Sir Michael Adrian Richards (born July 1951) is a British oncologist. From 1999 to 2013 he was the National Cancer Director in the UK Government's Department of Health. He was Chief Inspector of Hospitals in the Care Quality Commission from May 2013 until July 2017, and was said by the Health Service Journal to be the third most powerful person in the English NHS in December 2013.

Since April 2022, Richards has been the chair of the UK National Screening Committee.

==Education==
Richards attended the Dragon School in Oxford, and Radley College.

==Career==
Richards is a cancer specialist. He was an Imperial Cancer Research Fund (ICRF) research fellow in medical oncology at St Bartholomew's Hospital in London (1982–1986), and then an oncology consultant at Guy's Hospital in London (1986–1995), becoming a Reader in 1991. He was clinical director of Cancer Services at Guy's and St Thomas' Hospital in London (1991–1999) and Sainsbury Professor of Palliative Medicine at St Thomas' Hospital from 1995. He was head of the Academic Division of Oncology at King's College London from 1998 to 1999 and chair of the National Cancer Research Institute from 2006 to 2008.
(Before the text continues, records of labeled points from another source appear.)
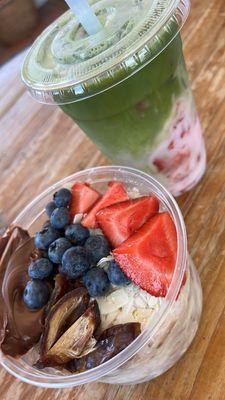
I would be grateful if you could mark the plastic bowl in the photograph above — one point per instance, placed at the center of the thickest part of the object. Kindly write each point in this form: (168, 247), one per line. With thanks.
(171, 329)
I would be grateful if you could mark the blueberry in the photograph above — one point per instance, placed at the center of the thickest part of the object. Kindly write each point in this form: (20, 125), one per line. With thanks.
(36, 294)
(62, 198)
(45, 237)
(116, 275)
(96, 282)
(80, 251)
(96, 247)
(40, 269)
(57, 249)
(60, 217)
(74, 264)
(50, 208)
(77, 234)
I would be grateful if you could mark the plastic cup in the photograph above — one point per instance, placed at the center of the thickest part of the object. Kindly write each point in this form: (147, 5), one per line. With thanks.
(171, 329)
(126, 86)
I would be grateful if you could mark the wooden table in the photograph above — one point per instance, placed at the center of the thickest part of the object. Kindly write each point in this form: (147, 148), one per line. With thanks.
(39, 145)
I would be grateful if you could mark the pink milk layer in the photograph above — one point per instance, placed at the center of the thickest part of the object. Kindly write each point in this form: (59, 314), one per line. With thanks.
(180, 161)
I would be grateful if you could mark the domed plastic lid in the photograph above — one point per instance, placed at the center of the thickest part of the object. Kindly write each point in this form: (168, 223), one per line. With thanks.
(65, 64)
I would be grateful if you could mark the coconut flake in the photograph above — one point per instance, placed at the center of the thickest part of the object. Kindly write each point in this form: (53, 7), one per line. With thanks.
(95, 231)
(103, 263)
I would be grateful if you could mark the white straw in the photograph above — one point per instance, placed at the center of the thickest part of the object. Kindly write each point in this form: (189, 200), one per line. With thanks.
(85, 15)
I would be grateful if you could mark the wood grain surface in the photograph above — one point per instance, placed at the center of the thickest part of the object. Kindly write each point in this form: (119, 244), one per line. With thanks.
(39, 145)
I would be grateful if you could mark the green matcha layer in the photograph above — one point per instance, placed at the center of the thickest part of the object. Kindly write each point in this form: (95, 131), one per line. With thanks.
(128, 117)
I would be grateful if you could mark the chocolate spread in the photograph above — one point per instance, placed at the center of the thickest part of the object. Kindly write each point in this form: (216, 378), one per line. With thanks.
(20, 328)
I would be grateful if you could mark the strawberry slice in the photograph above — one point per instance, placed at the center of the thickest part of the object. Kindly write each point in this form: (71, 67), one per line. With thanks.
(114, 194)
(148, 257)
(83, 198)
(119, 221)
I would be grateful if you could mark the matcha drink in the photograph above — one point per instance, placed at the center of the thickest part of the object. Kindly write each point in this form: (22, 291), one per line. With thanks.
(126, 86)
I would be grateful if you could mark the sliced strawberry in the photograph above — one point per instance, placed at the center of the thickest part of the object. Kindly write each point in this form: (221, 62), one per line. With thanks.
(148, 257)
(119, 221)
(83, 198)
(114, 194)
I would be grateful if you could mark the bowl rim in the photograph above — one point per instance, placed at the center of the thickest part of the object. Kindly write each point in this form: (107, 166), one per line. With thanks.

He became a Fellow of the Royal College of Physicians (FRCP) in 1993, Fellow of the Royal College of Radiologists (FRCR) in 2000, and Fellow of the Faculty of Public Health (FFPHM, now FFPH) in 2002. He has been a trustee of the Science Museum in London and Marie Curie Cancer Care.

When interviewed about inspecting hospitals by The Independent in January 2014, he said "We have seen variation. There is variation between the best hospitals we’ve seen and the ones that are struggling… What is interesting is that within an individual hospital there is variation. The maternity service might be very good but the A&E service might require improvement."

In January 2017 he announced that he intended to retire from his role as Chief Inspector of Hospitals in the summer. In April 2022 he took up the role of chair of the UK National Screening Committee.

==Awards and honours==
He received his CBE in the 2001 New Year Honours for services to cancer and palliative medicine, and his knighthood in 2010. In 2014 he received a Cancer Research UK Lifetime Achievement Award.